ヴォーカル・グループ、パステルズでリード・ヴォーカルを務めていたDiFosco "Dee" Ervinのソロ・アルバム。内容はサザン・ソウル系のサウンドで個人的にはちょっと苦手。オープニングの「Willie Pass The Water」なんかは、ドラム・ブレイクからベース、パーカス、エレピが入ってきてかなりいい感じのイントロなんだけどなぁ...

Psalm 150 / Make Up Your Mind (Manna) '74

一部のコアなファンの間では既によく知られたCCMグループのお皿。ハイライトはなんといっても「Get Yourself Together」でしょう。詳しいレヴューはこちらを見てもらったほうがよいかと。

Dana Howard / Dana (Bread 'n Honey) '79

カリフォルニアのCCMレーベルからリリースされた女性シンガーDana Howardのソロ・アルバム。思わずスルーしてしまいそうなソソらないジャケはともかく、内容はAOR/CCMファンならストライクかも。チャイルディッシュな歌声が魅力的な明るいポップ・チューン「He's Gonna Make Your Dreams Come True」、清涼感タップリのAORボッサ「Right Where You Are」、キレのいいホーンが入った弾けるようなイントロから一気にソフト&メロウに落とし込む「Caught In This World」を収録した好盤。
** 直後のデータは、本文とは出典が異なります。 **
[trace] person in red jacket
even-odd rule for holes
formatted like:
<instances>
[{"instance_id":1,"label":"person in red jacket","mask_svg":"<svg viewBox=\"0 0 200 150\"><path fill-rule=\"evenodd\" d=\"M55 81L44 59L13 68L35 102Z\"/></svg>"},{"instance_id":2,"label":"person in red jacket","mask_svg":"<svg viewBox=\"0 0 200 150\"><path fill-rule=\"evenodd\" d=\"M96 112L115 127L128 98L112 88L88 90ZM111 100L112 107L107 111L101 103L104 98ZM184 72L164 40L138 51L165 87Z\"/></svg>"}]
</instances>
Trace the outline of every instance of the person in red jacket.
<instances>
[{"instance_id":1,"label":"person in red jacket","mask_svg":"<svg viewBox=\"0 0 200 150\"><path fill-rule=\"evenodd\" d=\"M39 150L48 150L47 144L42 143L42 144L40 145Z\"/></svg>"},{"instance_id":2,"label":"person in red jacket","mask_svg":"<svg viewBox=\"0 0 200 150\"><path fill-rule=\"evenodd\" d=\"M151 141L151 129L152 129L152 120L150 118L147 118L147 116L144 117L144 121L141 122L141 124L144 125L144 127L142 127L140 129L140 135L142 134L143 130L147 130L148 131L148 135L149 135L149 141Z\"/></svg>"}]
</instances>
P.K. Stevens / Your Love Is A Very Special Thing To Me (Guinness) '77

ご存知のとおり“Guinness”はTSG、Tiger Lily、Baby Grandと同様に税金対策用に設立されたと言われている。マニアにとっては魅力的なレーベルかもしれないけど、内容的にはレベルが低いものが多いので注意が必要だ。本作も例外ではなく、腐ったバラードを太い声で聴かされると頭痛がしてくる。とにかくこのレーベルを試聴せずに買うのは自殺行為。あ、そういう自分は試聴しないで買ったけど...(苦笑)

Caress / S.T. (PAP) '77

今更取り上げるアルバムじゃないかな? 遥か昔に再発を買い、つまらなかったので即売り飛ばした記憶がある。先日オリジナルが手頃な価格で転がり込んできたので買いなおしてみたら昔の印象よりずっとよかった。スウィート系よりも「Opportunity」や「Lies Lies Lies」のようなアップ系のほうが好み。

United Voices Of Deliverance / Reach Out (United)

クラレンス・エップス率いるペンシルヴェニアのゴスペル・クワイア。もちろん内容もゴスペル・ミュージックではあるが、「I Need Jesus」や「Power Lord」等ファンク・ビートを効かせたトラックが目立つ。

* These are NOT all recommended LPs!!!